“No hurt at all, his usual fortune,” Sir William replied, before he turned away to one of those beside him.

Hugh had to check his questions on his tongue’s end, and wait and look about in the hope each instant that Dick might come tramping to the fire. But the minutes ran on, Frank had settled himself by the blaze, and Sir William had no time to heed a boy’s concerns, so Hugh must finally take courage and, going to Bludsworth, ask of Dick’s whereabouts. “Young Strangwayes?” replied the major. “Why, he has gone back to the house we quartered at; some one had to convey Cornet Griffith thither.”

“Well, he’s left the road behind him,” Hugh answered stoutly, and, turning from the fire, faced into the black of the night.

At first, what with the foot and horse soldiers and camp followers to be met, the gleam of the bivouac fires on either hand, and the tumult of the army all about him, it was brisk enough journeying. But, as he passed out from the circle of the encampment and the bustle around him subsided, he found his riding-boots felt heavy and the going was far slower than it had been that morning. It was dark overhead, so he stumbled, and once his new sword tripped him. He put his hand to the hilt so as to strike up the blade, and then as he trudged he fell to wondering what manner of man the sword had belonged to, and he thought on the trooper with the wound in his throat, and the many faces of dead men. When a branch snapped in a copse to his left he halted short with his heart thumping, then told himself he was a fool and tried to whistle as he walked. But there came on him a desire to look back over his shoulder, and the echo of his whistle made his blood thrill unpleasantly. There was a thicket he must pass through, he remembered, before he reached the manor house; he dreaded it long, and, when he came to it, clinched his hands tight and walked slowly, while the gray face of the trooper he had himself slain dazzled up and down before his eyes. Half through the thicket he broke into a run, and, with not even will enough left in his tired body to restrain himself, plunged heavily across the open to the door of the hall, where there was light. He stumbled against the door, which resisted, and, in a panic he could not comprehend, he shook it.

“Gently, gently,” came a voice that calmed him. The door swung open, and in the candlelight that shone within he saw Dick Strangwayes, with his cuirass and helmet off, his coat hanging unfastened, and the same old half-laughing look in his eyes, while his lips kept sober.

Hugh pitched in headlong and blindly griped his friend in his arms. “Dick, Dick,” he burst out, “I have found you. And, Dick, I—I killed a man to-day.”

“Is that all?” Strangwayes drawled with one arm about him. “Why, I killed three.”

CHAPTER XI
COMRADES IN ARMS

There were no dreams for Hugh after he had stretched himself out on a bench in the hall as Strangwayes bade him. He was too exhausted in body and spirit to question or speak; he only knew he was glad he had found his friend once more, and the cushion beneath his head felt soft, so he went dead asleep, and lost at last the remembrance of the sights of the day’s carnage. He had no dreams and he was loath even to have a waking; some one shook him again and yet again, but he only murmured drowsily, with a voice that seemed far off to him, till he was pulled up sitting. He screwed his knuckles into his eyes, turning his face from the candlelight, and he heard Strangwayes laugh: “Look you here, Captain Turner. This gentleman must have a clear conscience by the way he sleeps.”

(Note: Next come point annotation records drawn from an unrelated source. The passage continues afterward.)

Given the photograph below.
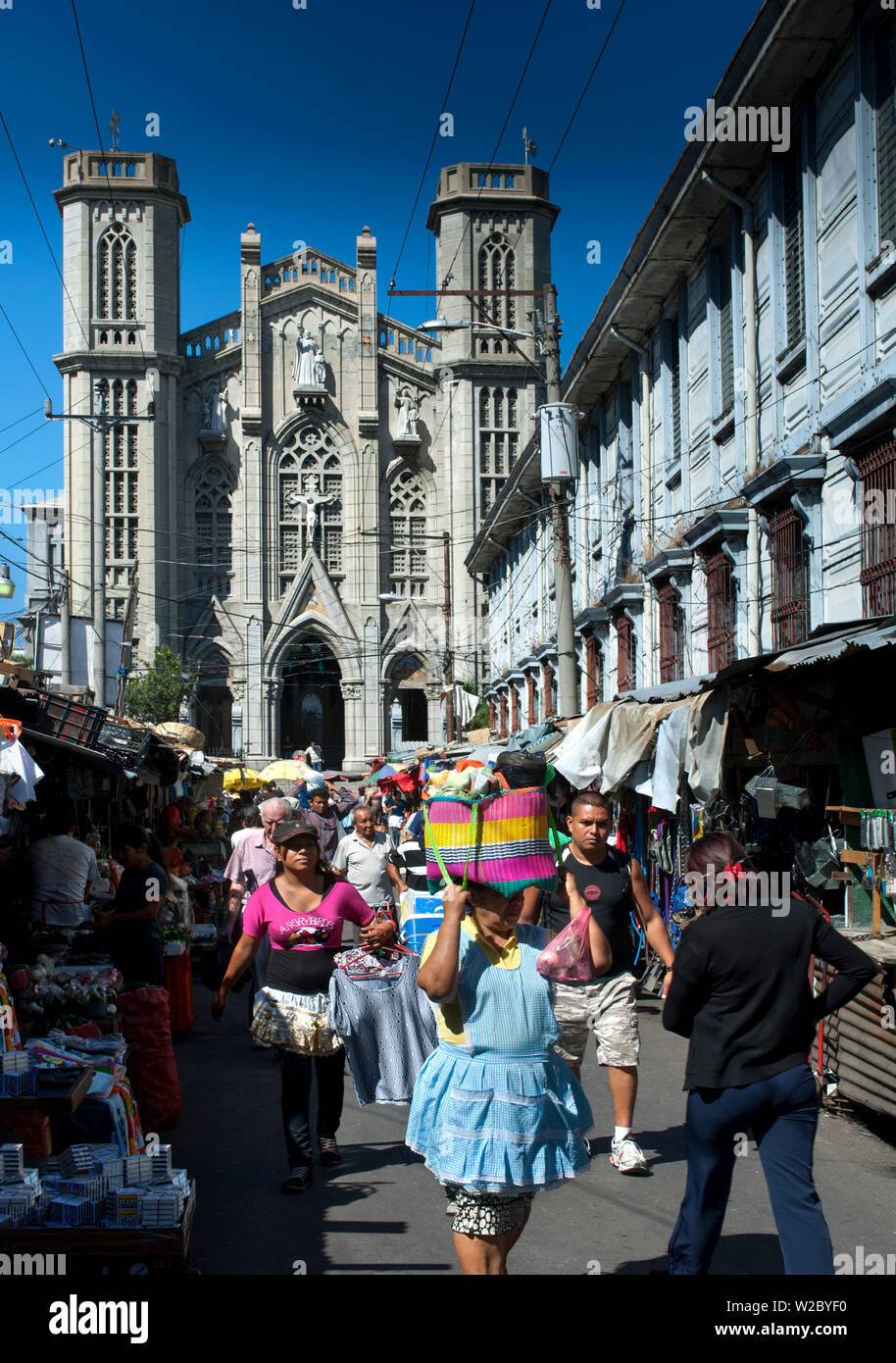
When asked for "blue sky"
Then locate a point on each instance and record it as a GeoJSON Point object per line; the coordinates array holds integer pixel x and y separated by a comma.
{"type": "Point", "coordinates": [315, 122]}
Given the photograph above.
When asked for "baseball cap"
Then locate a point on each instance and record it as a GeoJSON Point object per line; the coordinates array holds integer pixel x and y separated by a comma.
{"type": "Point", "coordinates": [293, 829]}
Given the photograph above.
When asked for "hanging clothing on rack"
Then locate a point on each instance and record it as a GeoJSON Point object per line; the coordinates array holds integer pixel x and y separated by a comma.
{"type": "Point", "coordinates": [21, 772]}
{"type": "Point", "coordinates": [385, 1024]}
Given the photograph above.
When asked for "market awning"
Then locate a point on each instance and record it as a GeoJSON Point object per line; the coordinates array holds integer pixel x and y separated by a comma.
{"type": "Point", "coordinates": [669, 690]}
{"type": "Point", "coordinates": [869, 634]}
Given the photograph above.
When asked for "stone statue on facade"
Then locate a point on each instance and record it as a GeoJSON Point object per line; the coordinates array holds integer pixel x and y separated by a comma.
{"type": "Point", "coordinates": [408, 416]}
{"type": "Point", "coordinates": [307, 357]}
{"type": "Point", "coordinates": [312, 499]}
{"type": "Point", "coordinates": [216, 412]}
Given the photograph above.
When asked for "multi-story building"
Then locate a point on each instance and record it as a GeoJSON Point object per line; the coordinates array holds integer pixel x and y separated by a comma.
{"type": "Point", "coordinates": [737, 469]}
{"type": "Point", "coordinates": [286, 500]}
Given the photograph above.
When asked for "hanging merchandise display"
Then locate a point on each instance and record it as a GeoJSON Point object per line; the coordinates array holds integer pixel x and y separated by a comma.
{"type": "Point", "coordinates": [877, 831]}
{"type": "Point", "coordinates": [384, 1020]}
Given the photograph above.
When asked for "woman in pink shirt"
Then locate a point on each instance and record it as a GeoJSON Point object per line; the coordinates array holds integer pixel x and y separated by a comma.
{"type": "Point", "coordinates": [303, 911]}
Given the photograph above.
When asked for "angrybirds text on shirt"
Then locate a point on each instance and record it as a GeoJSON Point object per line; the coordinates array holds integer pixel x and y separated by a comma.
{"type": "Point", "coordinates": [305, 930]}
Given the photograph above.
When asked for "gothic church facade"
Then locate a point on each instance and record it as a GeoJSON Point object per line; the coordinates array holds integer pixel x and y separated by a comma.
{"type": "Point", "coordinates": [305, 453]}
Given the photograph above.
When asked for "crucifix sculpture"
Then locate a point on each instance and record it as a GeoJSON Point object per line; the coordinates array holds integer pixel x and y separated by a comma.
{"type": "Point", "coordinates": [312, 500]}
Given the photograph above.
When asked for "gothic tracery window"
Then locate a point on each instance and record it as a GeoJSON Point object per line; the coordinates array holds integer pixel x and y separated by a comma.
{"type": "Point", "coordinates": [408, 511]}
{"type": "Point", "coordinates": [499, 442]}
{"type": "Point", "coordinates": [310, 503]}
{"type": "Point", "coordinates": [213, 521]}
{"type": "Point", "coordinates": [497, 270]}
{"type": "Point", "coordinates": [118, 276]}
{"type": "Point", "coordinates": [120, 462]}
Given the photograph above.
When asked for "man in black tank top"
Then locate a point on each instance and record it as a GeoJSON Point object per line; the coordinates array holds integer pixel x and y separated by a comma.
{"type": "Point", "coordinates": [612, 884]}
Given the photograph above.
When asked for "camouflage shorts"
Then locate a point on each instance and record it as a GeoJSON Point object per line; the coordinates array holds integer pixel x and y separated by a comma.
{"type": "Point", "coordinates": [605, 1007]}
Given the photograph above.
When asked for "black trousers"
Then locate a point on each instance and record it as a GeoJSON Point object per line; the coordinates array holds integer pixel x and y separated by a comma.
{"type": "Point", "coordinates": [782, 1115]}
{"type": "Point", "coordinates": [296, 1076]}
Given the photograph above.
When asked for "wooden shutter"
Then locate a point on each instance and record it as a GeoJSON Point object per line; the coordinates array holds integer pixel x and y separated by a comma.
{"type": "Point", "coordinates": [791, 220]}
{"type": "Point", "coordinates": [726, 330]}
{"type": "Point", "coordinates": [885, 80]}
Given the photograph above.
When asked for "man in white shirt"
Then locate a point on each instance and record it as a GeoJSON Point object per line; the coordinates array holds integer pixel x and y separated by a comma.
{"type": "Point", "coordinates": [364, 859]}
{"type": "Point", "coordinates": [62, 871]}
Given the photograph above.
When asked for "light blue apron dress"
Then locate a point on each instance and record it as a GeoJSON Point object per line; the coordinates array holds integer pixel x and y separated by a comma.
{"type": "Point", "coordinates": [501, 1112]}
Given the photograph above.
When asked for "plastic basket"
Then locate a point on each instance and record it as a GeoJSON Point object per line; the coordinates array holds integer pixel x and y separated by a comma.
{"type": "Point", "coordinates": [70, 720]}
{"type": "Point", "coordinates": [417, 929]}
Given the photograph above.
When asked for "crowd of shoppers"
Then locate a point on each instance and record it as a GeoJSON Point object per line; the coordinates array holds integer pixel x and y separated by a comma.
{"type": "Point", "coordinates": [497, 1110]}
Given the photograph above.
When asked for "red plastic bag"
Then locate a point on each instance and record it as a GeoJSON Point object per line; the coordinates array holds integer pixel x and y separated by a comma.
{"type": "Point", "coordinates": [151, 1069]}
{"type": "Point", "coordinates": [568, 957]}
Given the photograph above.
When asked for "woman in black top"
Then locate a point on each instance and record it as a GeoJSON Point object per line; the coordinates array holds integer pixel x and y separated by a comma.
{"type": "Point", "coordinates": [741, 992]}
{"type": "Point", "coordinates": [131, 923]}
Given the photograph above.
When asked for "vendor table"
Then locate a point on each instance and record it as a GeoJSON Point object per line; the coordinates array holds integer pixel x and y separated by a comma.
{"type": "Point", "coordinates": [52, 1101]}
{"type": "Point", "coordinates": [158, 1247]}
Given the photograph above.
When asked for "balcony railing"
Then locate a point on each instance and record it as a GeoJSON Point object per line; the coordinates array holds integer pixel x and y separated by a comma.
{"type": "Point", "coordinates": [209, 341]}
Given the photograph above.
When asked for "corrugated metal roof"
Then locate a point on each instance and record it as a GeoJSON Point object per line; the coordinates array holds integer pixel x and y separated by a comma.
{"type": "Point", "coordinates": [869, 635]}
{"type": "Point", "coordinates": [669, 690]}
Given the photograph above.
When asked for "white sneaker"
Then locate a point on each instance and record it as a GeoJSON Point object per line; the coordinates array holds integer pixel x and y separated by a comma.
{"type": "Point", "coordinates": [628, 1156]}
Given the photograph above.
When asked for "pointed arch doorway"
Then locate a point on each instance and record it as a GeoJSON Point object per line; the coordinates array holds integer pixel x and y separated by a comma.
{"type": "Point", "coordinates": [312, 708]}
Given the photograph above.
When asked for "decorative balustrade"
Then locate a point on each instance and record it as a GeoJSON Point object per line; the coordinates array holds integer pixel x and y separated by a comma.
{"type": "Point", "coordinates": [308, 265]}
{"type": "Point", "coordinates": [205, 342]}
{"type": "Point", "coordinates": [405, 341]}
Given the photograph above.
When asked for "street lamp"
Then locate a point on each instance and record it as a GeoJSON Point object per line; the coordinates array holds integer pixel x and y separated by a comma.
{"type": "Point", "coordinates": [441, 324]}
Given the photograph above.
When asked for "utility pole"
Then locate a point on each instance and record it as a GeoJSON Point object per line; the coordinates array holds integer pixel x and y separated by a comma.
{"type": "Point", "coordinates": [126, 634]}
{"type": "Point", "coordinates": [66, 629]}
{"type": "Point", "coordinates": [448, 668]}
{"type": "Point", "coordinates": [567, 666]}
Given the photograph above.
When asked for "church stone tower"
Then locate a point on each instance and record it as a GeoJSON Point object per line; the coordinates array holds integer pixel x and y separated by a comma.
{"type": "Point", "coordinates": [122, 219]}
{"type": "Point", "coordinates": [492, 226]}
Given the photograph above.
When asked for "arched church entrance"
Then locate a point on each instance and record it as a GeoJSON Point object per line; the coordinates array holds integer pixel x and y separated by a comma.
{"type": "Point", "coordinates": [311, 706]}
{"type": "Point", "coordinates": [408, 720]}
{"type": "Point", "coordinates": [214, 705]}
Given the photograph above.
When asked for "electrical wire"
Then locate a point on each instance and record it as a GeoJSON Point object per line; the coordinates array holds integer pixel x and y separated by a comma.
{"type": "Point", "coordinates": [27, 189]}
{"type": "Point", "coordinates": [591, 76]}
{"type": "Point", "coordinates": [21, 345]}
{"type": "Point", "coordinates": [432, 146]}
{"type": "Point", "coordinates": [20, 420]}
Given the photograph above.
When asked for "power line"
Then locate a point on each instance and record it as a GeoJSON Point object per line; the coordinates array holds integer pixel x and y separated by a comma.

The thought that Turner’s sharp eyes were on him made Hugh face about and sit blinking at the candles. The hall where they had that morning eaten was quite bare now and dark, except for the two flickering candles and the uncertain firelight. In front of the chimney-piece Turner, all equipped to ride forth, was making a lunch of a biscuit and a glass of wine he held in his hands, and the only other occupant of the apartment was Dick Strangwayes, who, wrapped to the chin in his cloak, stood by the bench. “Awake, eh?” he smiled down at Hugh. “Good morrow, then.”